もちろん、「本」という、人の心の奥底に届くエモーショナルなものを扱っている点において、新刊書店や図書館でも、感情を動かされる場面に遭遇することは多いだろうと思う。
ただ、古本屋は「買取」という他の職種にない仕事によって、日常的に「死」を意識させられる。
亡くなったご家族の蔵書整理のご相談は毎日のようにあり、いわゆる「終活」でコレクションを整理されたいという方も多い。
一方、2、30年前の本なら「新しめの本」という認識の古書の世界では、買い取ったばかりの本の書き手も、既に故人となっていることがほとんどだ。
今はもういない人たちが、つくり、売り、それを買い、読んできた「本」が、人間の寿命を超えて存在し続け、今ここにあるのだなということが、ふと頭に浮かんで、手元の本をじっと見詰めてしまうことがある。
感傷的にならざるを得ない現場も、時には、ある。
わたしはつい思いを馳せたり、重ねたりしてしまうところがあるので、意識して仕事モードに頭を切り替えて淡々と手を動かすようにすることもある。

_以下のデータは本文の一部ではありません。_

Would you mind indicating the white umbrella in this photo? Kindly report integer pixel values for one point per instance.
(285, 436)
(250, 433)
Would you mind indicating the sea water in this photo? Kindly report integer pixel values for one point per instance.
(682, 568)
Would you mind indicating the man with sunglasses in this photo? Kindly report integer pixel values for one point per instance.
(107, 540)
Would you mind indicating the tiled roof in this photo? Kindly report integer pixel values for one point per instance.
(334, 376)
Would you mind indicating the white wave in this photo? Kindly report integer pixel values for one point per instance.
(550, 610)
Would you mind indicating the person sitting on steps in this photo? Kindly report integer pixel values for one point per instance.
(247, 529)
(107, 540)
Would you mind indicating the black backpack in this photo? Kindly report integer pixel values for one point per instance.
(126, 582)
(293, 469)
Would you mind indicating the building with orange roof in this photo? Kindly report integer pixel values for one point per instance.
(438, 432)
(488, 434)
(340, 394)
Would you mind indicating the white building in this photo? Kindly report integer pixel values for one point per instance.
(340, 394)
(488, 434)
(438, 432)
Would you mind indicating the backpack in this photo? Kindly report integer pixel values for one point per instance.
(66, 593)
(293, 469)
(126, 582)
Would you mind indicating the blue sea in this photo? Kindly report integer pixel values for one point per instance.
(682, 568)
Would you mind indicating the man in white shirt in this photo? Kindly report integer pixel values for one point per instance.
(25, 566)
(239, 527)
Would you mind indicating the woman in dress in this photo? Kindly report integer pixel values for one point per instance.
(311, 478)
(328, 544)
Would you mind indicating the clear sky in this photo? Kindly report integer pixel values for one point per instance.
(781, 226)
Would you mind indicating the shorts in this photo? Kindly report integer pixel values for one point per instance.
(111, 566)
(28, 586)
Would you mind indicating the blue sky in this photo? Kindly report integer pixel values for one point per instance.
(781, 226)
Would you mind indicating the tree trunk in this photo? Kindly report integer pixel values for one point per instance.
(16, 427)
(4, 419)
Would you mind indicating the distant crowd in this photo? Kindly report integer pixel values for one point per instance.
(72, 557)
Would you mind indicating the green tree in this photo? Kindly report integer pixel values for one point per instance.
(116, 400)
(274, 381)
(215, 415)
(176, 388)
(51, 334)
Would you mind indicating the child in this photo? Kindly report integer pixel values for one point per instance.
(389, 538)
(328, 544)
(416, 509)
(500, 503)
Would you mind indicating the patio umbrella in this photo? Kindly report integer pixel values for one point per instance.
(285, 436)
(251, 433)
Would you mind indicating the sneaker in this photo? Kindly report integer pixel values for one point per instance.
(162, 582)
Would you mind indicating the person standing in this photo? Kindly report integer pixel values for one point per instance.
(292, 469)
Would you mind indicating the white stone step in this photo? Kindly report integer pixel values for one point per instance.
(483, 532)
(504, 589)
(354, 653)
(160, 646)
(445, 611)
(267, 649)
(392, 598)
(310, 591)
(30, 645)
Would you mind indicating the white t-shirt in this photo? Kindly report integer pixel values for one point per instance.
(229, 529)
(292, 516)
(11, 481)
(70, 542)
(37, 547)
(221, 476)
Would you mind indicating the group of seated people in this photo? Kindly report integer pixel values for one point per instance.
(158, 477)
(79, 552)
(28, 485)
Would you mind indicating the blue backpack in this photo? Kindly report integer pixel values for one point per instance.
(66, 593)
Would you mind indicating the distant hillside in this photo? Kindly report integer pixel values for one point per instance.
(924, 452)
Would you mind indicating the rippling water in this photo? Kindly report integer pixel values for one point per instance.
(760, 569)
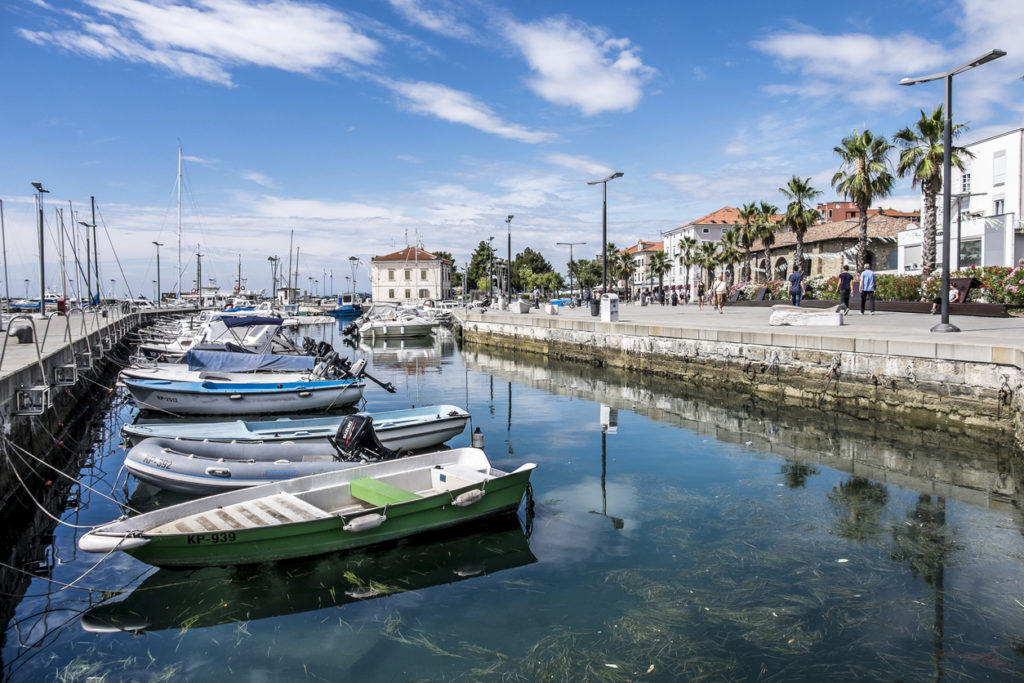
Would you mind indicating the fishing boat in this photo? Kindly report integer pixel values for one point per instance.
(199, 468)
(410, 429)
(323, 513)
(187, 599)
(213, 397)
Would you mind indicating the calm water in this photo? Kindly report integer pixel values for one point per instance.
(676, 537)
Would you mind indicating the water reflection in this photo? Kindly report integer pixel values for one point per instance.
(198, 598)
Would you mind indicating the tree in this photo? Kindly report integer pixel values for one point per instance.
(478, 265)
(748, 215)
(659, 265)
(766, 228)
(687, 250)
(799, 216)
(863, 177)
(922, 159)
(529, 259)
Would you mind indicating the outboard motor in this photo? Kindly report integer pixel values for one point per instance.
(356, 440)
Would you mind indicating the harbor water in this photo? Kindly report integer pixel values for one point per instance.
(675, 535)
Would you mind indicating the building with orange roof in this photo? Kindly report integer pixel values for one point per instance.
(411, 275)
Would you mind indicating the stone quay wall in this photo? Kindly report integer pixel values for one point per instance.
(962, 388)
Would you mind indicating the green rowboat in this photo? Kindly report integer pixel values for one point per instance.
(322, 513)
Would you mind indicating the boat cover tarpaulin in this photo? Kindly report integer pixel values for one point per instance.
(249, 321)
(226, 361)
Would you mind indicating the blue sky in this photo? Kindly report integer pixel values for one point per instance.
(363, 126)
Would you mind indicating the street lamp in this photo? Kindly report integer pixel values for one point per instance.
(570, 245)
(42, 269)
(604, 229)
(508, 282)
(159, 245)
(944, 325)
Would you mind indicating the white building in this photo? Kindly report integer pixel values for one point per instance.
(986, 209)
(706, 228)
(411, 275)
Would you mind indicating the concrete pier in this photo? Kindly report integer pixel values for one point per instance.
(887, 367)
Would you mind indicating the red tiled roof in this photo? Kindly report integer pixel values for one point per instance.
(409, 254)
(878, 226)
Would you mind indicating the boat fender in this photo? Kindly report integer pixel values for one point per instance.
(364, 522)
(468, 498)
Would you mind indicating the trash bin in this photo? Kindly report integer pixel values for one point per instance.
(609, 308)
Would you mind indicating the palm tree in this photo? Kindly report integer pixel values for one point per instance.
(729, 246)
(687, 247)
(799, 191)
(707, 258)
(748, 214)
(659, 265)
(766, 228)
(625, 267)
(863, 177)
(922, 159)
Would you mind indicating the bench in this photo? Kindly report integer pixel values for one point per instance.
(379, 493)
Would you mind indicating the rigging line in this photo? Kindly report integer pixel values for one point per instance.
(7, 441)
(117, 260)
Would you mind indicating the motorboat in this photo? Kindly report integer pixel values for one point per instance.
(322, 513)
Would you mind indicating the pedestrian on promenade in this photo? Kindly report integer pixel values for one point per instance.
(721, 290)
(866, 288)
(845, 287)
(797, 287)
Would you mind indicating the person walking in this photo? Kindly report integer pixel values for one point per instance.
(721, 290)
(866, 288)
(845, 288)
(797, 288)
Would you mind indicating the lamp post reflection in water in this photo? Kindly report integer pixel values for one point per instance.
(609, 424)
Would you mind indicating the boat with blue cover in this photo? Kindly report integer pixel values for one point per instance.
(218, 397)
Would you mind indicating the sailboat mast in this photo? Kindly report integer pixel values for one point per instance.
(179, 223)
(3, 235)
(95, 248)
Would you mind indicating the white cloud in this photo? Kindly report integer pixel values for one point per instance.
(583, 165)
(442, 18)
(859, 68)
(581, 67)
(458, 107)
(205, 38)
(259, 179)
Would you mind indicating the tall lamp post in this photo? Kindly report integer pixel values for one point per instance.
(158, 273)
(508, 275)
(604, 229)
(570, 245)
(42, 269)
(947, 135)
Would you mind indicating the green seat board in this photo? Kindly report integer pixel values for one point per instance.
(378, 493)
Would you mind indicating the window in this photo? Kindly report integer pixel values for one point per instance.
(911, 258)
(970, 253)
(999, 168)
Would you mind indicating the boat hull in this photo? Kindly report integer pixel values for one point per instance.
(187, 398)
(305, 518)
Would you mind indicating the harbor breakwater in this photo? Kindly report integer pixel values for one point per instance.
(955, 385)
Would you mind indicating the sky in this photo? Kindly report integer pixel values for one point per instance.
(363, 126)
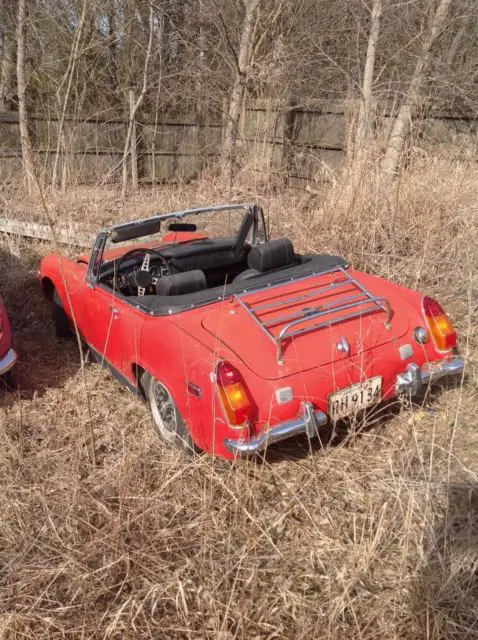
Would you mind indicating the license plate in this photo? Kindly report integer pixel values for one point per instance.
(355, 398)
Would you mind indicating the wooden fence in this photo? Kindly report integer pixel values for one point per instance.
(167, 150)
(301, 143)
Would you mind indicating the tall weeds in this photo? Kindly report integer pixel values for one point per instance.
(375, 536)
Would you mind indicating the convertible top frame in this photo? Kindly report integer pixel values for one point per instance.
(148, 226)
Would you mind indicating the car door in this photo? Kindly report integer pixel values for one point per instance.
(111, 327)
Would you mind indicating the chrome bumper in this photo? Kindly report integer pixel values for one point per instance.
(7, 362)
(415, 378)
(411, 381)
(308, 423)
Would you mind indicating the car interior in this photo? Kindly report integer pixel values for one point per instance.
(181, 276)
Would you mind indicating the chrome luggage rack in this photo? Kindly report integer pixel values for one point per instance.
(356, 305)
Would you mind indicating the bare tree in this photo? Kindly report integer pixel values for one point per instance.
(364, 124)
(68, 78)
(7, 67)
(27, 153)
(129, 148)
(401, 127)
(242, 61)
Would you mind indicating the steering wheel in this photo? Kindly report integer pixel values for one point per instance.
(143, 278)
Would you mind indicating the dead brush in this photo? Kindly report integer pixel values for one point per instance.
(374, 536)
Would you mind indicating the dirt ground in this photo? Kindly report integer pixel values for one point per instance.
(375, 536)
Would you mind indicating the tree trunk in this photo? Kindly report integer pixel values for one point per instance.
(68, 77)
(401, 127)
(134, 106)
(27, 154)
(6, 72)
(364, 124)
(134, 155)
(238, 92)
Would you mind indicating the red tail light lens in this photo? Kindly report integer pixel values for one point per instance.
(235, 400)
(439, 324)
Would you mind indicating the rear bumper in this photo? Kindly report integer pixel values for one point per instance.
(7, 362)
(308, 423)
(413, 380)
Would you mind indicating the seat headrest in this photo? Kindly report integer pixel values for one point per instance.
(272, 255)
(179, 284)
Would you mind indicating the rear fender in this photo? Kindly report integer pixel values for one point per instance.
(66, 277)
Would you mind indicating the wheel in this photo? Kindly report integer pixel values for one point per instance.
(60, 319)
(167, 420)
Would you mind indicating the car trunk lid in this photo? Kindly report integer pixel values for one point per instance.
(307, 323)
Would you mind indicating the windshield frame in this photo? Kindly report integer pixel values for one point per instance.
(140, 228)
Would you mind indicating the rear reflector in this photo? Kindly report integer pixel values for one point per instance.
(235, 400)
(439, 324)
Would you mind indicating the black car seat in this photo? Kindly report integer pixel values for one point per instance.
(181, 283)
(276, 254)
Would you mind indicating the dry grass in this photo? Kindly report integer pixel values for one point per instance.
(374, 537)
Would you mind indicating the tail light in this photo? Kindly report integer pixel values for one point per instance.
(439, 324)
(236, 403)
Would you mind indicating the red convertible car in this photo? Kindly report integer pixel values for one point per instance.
(237, 341)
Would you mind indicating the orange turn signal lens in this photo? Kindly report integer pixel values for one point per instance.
(439, 324)
(233, 394)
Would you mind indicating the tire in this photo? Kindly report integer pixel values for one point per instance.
(60, 319)
(167, 421)
(9, 381)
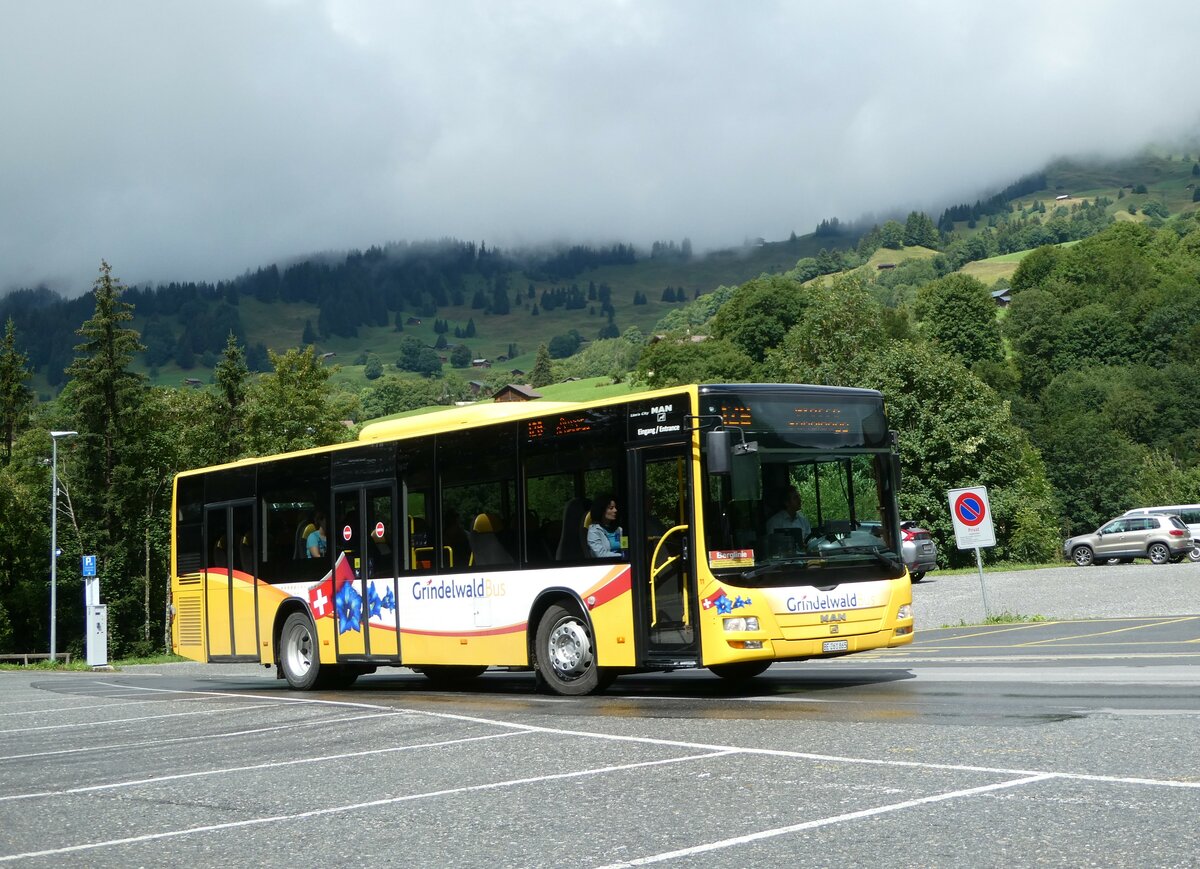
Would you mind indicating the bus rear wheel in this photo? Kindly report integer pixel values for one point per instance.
(742, 671)
(564, 652)
(299, 653)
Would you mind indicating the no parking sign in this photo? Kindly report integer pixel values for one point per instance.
(971, 515)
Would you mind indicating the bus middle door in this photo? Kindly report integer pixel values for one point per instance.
(664, 579)
(364, 540)
(231, 589)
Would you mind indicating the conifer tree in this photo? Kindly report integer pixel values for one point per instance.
(231, 376)
(15, 395)
(541, 375)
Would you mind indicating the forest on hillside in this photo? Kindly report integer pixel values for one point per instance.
(1071, 405)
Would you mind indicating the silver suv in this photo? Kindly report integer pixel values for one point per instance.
(1156, 537)
(1188, 513)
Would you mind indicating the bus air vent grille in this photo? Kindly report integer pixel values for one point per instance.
(191, 628)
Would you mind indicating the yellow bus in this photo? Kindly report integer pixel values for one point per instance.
(743, 525)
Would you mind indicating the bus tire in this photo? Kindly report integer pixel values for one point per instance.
(451, 675)
(299, 653)
(564, 652)
(742, 671)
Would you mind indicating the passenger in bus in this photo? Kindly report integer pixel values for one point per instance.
(317, 543)
(790, 519)
(604, 533)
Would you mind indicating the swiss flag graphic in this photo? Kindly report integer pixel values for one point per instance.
(321, 598)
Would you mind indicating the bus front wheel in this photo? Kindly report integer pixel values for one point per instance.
(299, 653)
(565, 653)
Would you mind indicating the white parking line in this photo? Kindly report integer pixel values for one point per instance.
(141, 718)
(823, 822)
(199, 737)
(271, 765)
(353, 807)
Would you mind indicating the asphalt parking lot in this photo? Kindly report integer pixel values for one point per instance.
(1062, 743)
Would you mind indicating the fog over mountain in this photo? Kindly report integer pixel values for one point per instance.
(189, 141)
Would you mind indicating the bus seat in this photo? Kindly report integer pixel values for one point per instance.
(573, 543)
(303, 531)
(485, 541)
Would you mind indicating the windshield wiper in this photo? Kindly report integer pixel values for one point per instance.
(774, 567)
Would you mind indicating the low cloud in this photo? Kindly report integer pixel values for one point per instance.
(195, 141)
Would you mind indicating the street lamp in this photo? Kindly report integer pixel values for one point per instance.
(54, 533)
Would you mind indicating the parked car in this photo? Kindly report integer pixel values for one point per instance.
(1188, 513)
(918, 550)
(1150, 535)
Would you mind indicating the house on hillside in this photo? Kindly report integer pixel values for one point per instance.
(516, 391)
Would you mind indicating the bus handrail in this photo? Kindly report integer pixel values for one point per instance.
(659, 569)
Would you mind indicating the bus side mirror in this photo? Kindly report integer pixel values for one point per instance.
(719, 447)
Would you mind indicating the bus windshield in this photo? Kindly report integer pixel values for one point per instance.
(807, 497)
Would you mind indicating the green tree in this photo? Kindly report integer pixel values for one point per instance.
(232, 377)
(1035, 268)
(759, 313)
(957, 431)
(676, 360)
(25, 541)
(114, 479)
(919, 229)
(293, 407)
(543, 373)
(892, 235)
(391, 395)
(841, 325)
(958, 315)
(1033, 327)
(16, 397)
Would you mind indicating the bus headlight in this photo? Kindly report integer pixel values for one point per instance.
(742, 623)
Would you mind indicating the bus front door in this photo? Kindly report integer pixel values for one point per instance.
(231, 591)
(664, 579)
(364, 541)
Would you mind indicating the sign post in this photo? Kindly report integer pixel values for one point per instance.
(973, 528)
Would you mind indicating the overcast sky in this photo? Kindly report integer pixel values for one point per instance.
(193, 141)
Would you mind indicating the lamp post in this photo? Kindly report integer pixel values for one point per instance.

いちいち泣いたり胸を痛めたりしていては、誰のためにもならないからだ。
けれど、この感傷にまったく心動かされなくなってしまったら、小さなまちの古本屋の仕事はできないだろうな、とも思う。
古本屋の仕事の世界は、センチメンタルと、なかなかの下衆さと、独特の優しさで満ちている。
それをもっと伝えられたらな、お客様にも理解していただけるだろうし、古本屋の仕事に興味のある良いスタッフにも巡り合えるかもなと、よく思うけれど……話せないことが多すぎる。
知り過ぎてしまう仕事でもあるので、とにかく古本屋は口が固いことがとても大切。